Alphonso David, Fearless Fund’s legal counsel and CEO of the Global Black Economic Forum, released a statement saying the fund and its legal team “respectfully disagree with this Court’s decision, appreciate the important points raised by the dissent, and look forward to further appellate review.” He added, “We remain committed to defending the meaningful work of our clients.”

“The members of the American Alliance for Equal Rights are gratified that the 11th Circuit has recognized the likelihood that the Fearless Strivers Grant Contest is illegal. We look forward to the final resolution of this lawsuit,” Blum told TechCrunch.

The website to apply to the Fearless Strivers Grant was taken down as of Saturday.

Meanwhile, experts and industry insiders following the case remain dumbfounded as it continues to unfold. Thomas Dorwart, founder of his law firm Thomas C. Dorwart Law, agreed with Wilson’s dissent. The whole point of Section 1981 was to protect Black Americans from economic disparity and discrimination after the Civil War and Reconstruction, giving them the opportunity to engage in the same contracts as white Americans, he said.

“The whole purpose of the statute is turned on its head by the argument of the plaintiff, and it is a perversion, the Justice says, to apply it this way because it’s actually supposed to do what Fearless Fund is doing, which is to provide economic opportunity for Black Americans,” he said.

And that’s especially useful, given the fact that less than 1% of all venture capital goes to Black women and less than 2% goes to Black founders overall. Dorwart is doubtful that Fearless Fund can now win in the 11th Circuit, given that it is a conservative court. Already, as seen with the preliminary injunction, the issue has split along party lines.

“It’ll eventually go to the Supreme Court, and maybe there’s a bit of a chance there,” he said, pointing out the fact that there are a few moderate Supreme Court justices.

TechCrunch previously reported nervousness throughout the ecosystem. Funds that focus on backing founders of color are wondering what will happen to them as overall exasperation spreads throughout the Black tech community.

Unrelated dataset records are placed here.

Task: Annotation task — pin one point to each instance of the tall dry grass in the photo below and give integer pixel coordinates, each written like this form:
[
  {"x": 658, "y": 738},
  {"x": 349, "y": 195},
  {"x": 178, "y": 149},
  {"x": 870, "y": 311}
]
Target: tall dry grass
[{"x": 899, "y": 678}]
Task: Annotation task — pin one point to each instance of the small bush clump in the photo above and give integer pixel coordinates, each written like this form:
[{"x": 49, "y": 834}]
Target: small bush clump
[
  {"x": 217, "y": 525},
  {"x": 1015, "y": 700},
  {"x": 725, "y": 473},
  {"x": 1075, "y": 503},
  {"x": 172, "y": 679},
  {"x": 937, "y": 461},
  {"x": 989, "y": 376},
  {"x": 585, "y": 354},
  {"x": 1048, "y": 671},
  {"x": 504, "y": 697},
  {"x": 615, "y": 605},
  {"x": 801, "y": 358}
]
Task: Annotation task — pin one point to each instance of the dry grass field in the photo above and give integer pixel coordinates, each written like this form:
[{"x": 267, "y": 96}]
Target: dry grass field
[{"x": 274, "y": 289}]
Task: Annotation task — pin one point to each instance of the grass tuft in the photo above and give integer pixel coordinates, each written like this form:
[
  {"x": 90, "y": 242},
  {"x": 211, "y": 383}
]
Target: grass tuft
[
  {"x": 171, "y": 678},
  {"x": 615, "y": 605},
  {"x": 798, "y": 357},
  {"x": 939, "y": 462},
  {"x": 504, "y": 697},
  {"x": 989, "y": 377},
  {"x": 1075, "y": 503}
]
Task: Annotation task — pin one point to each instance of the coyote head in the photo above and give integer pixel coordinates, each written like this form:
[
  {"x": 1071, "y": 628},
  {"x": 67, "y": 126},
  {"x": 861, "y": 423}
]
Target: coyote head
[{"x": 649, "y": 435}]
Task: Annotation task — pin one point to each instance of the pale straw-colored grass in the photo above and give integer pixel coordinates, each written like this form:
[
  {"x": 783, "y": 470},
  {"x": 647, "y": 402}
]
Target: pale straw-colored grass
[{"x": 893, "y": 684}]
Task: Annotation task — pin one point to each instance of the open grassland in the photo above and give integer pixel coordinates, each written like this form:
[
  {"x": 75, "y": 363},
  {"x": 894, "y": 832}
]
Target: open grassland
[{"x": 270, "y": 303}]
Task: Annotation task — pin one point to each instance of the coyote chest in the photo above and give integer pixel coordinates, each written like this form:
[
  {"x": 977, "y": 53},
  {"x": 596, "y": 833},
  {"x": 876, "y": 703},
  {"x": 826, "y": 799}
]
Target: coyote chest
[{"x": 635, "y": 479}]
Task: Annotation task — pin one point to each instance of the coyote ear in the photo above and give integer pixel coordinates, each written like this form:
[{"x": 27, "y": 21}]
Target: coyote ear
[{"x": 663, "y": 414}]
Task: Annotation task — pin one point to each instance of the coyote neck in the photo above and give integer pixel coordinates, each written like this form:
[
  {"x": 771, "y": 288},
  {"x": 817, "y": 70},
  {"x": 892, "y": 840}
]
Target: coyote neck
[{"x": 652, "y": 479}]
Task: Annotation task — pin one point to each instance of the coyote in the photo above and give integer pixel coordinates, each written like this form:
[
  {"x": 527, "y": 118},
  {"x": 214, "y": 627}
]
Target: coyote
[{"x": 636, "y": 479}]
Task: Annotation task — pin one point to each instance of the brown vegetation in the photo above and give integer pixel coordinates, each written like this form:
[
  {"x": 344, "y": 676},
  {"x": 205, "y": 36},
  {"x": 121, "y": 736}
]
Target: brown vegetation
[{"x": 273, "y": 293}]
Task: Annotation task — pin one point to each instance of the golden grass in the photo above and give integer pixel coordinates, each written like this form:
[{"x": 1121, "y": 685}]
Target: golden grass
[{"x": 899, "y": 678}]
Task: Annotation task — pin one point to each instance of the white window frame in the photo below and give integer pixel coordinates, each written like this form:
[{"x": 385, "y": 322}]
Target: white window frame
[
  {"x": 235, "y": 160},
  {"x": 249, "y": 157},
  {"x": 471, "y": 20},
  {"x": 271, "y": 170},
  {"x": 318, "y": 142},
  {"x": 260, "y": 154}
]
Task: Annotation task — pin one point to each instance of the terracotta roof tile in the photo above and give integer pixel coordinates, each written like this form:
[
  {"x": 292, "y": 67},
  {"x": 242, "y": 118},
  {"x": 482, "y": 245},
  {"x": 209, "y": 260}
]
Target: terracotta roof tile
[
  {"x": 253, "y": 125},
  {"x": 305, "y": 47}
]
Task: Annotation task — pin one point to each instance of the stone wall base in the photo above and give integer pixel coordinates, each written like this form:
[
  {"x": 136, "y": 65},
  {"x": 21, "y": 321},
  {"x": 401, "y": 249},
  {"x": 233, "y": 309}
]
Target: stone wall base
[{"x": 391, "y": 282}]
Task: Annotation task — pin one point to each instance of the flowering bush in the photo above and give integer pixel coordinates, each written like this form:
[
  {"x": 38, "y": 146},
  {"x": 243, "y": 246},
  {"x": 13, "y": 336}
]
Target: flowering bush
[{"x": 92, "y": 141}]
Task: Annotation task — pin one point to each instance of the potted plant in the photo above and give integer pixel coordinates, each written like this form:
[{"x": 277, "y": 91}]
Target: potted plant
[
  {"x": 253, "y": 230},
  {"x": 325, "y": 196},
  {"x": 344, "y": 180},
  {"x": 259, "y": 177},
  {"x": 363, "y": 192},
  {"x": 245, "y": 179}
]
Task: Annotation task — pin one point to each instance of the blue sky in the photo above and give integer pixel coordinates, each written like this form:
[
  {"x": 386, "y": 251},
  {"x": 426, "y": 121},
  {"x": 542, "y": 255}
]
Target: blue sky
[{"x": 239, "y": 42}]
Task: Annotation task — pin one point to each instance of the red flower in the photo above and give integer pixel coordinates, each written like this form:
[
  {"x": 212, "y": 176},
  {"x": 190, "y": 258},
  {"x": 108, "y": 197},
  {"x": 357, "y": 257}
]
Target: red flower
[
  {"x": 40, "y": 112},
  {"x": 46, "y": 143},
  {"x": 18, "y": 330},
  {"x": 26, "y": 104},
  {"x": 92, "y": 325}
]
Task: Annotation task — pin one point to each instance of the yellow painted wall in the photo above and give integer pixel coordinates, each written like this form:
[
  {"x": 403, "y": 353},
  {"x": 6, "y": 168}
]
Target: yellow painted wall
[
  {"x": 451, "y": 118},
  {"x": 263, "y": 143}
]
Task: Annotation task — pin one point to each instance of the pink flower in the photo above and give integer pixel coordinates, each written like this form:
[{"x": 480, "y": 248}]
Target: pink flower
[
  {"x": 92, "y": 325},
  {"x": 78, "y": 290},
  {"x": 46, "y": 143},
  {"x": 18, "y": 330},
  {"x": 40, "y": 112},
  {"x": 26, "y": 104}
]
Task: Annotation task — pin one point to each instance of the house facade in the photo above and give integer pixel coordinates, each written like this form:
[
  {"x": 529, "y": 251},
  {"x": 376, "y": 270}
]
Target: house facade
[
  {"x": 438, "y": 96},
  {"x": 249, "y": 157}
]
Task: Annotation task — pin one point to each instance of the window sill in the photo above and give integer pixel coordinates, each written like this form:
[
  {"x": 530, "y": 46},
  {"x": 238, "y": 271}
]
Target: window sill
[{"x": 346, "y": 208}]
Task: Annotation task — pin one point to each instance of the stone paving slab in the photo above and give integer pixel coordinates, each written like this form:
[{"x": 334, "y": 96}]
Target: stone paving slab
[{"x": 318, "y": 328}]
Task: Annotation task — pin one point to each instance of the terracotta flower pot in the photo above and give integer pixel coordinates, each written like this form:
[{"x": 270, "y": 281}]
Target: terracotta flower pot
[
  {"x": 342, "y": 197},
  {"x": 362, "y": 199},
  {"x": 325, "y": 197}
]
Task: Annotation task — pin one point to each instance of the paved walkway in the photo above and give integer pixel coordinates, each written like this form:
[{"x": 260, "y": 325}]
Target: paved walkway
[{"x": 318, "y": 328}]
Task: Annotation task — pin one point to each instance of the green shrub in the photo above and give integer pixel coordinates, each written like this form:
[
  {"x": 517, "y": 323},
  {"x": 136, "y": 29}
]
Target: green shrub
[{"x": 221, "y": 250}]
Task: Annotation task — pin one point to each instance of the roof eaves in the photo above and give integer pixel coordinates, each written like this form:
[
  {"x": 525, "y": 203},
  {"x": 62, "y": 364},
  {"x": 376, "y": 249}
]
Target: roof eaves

Chantelle Lewis, a diversity advisor within the U.K. tech landscape, said Black eyes abroad are even following the case, as the U.S. ecosystem serves as a signal for the European market.

“While nobody will explicitly utter the words, ‘we’re no longer investing in Black initiatives because the majority of the U.S. no longer cares,’ that sentiment seems to be lurking beneath the surface,” she said. “We built our own tables, and now it seems like everyone is cutting off the legs.”